Sind Schutzrechte wie Patente und Marken eher Fluch oder Segen? In der neuen packaging journal Serie „Beständige Schutzrechte – sichere Investitionen“ sollen sowohl der passive Umgang mit fremden Schutzrechten als auch der effektive und offensive Einsatz eigener Schutzrechte wie Patente, Gebrauchsmuster, Marken oder Designschutz beleuchtet werden.
Wer hat nicht schon mal davon gehört oder es selbst gesehen: Da betritt eine Gruppe die Halle, alles schaut gebannt, welches Ziel sie anstrebt, und dann erreichen auch schon der Gerichtsvollzieher, der Patentanwalt und noch ein paar Leute vom Wettbewerber den Messestand. Die Neuentwicklung, der Stolz des Unternehmens, verschwindet unter großen Planen. Ein peinliches Schauspiel vor großem Publikum, das wohl jeder gern auf seinem Stand vermeiden möchte.
Oder es wird die Besichtigung einer neuen Anlage per Gerichtsbeschluss verfügt und die ungebetenen Gäste stehen plötzlich vor dem Betriebstor. Dürfen die nun rein und was muss ihnen gezeigt werden? Das Besichtigungsverfahren, seit einigen Jahren etabliert, wird in der Praxis immer öfter eingesetzt. Wer auf diesem Gebiet sattelfest ist, kann solchen Szenarien vermeiden oder den Schaden für das Unternehmen mindern.
Schutzrechte nutzen
„Der kompetente Umgang mit gewerblichen Schutzrechten von der Entwicklung bis zur Markteinführung einer Innovation bringt Vorteile im Wettbewerb“, betont Hans-Peter Gottfried, Patentanwalt in Dresden. In der packaging journal Serie wird er über schutzrechtliche Aspekte auf dem Lebensweg einer Innovation detailliert informieren, strukturiert nach den Phasen Entwicklung, Produktion und Markteinführung.
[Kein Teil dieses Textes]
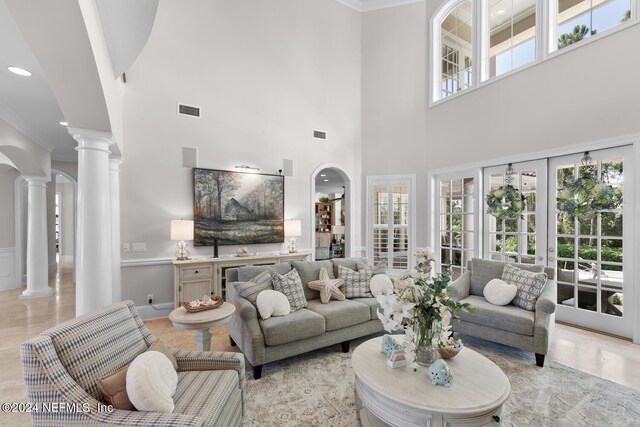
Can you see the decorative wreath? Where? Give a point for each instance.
(505, 202)
(584, 197)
Die geplanten Beiträge sollen auch praktische Hinweise zum Verhalten im Verletzungsfall geben, sowohl für den Verletzer, als auch das Unternehmen, das sich gegen einen Verletzer zur Wehr setzen muss. Auch einstweilige Maßnahmen werden vorgestellt – so wie die eingangs beschriebenen Maßnahmen auf der Messe oder das Besichtigungsverfahren.
Die Entwicklungsphase
In der Phase der Entwicklung einer Innovation geht es in erster Linie darum, Schutzrechte Dritter zu kennen, aus denen dann im späteren Verlauf bei Produktion und Vertrieb erhebliche Risiken für das Unternehmen erwachsen können, und ein geeignetes Verhalten abzuleiten.
Das Wissen um derartige Schutzrechte ist ungeachtet ihrer tatsächlichen Schutzwirkung immer vorteilhaft. Sie können Anregungen für eigene Entwicklungen bieten und nach eingehender Analyse können möglicherweise Umgehungslösungen geschaffen werden – wiederum ein Anreiz für Innovationen. Eine Analyse der Daten im jeweiligen amtlichen Register gibt Auskunft darüber, ob das Schutzrecht überhaupt noch wirksam ist oder vielleicht bald seine Wirkung verlieren wird. Derjenige, der das früh erkennt, erzielt einen Vorsprung gegenüber dem Wettbewerb.
Kosten-Nutzen-Verhältnis im Blick haben
Wie immer bei wirtschaftlichen Aktivitäten kommt es natürlich auch bei der Arbeit mit gewerblichen Schutzrechten auf Effizienz an, darauf, ein vorteilhaftes Kosten-Nutzen-Verhältnis zu erreichen. Die relativ hohen Kosten, die für den Erwerb und den Erhalt von Schutzrechten anfallen, sind strategisch sinnvoll einzusetzen.
Bereits in der Phase der Entwicklung sind regelmäßig Lizenzfragen zu klären, ganz gleich, ob es sich um eine Lizenznahme oder ein Reserveschutzrecht für eine perspektivische Kreuzlizenzierung handelt. Fragen des Geheimnisschutzes sind bei Innovationen und in der Entwicklung generell von großer Bedeutung. Dies betrifft sowohl noch nicht als Schutzrecht angemeldete und nicht veröffentlichte Lösungen als auch das Know-how, das überhaupt nur so lange einen Wert besitzt, wie die Geheimhaltung gelingt. Um den Geheimnisschutz sicherzustellen, stehen sowohl personelle als auch technische Fragen im Vordergrund. Eine im Unternehmen etablierte Kultur der Geheimhaltung und feste Regeln erleichtern die Durchsetzung im Einzelfall deutlich.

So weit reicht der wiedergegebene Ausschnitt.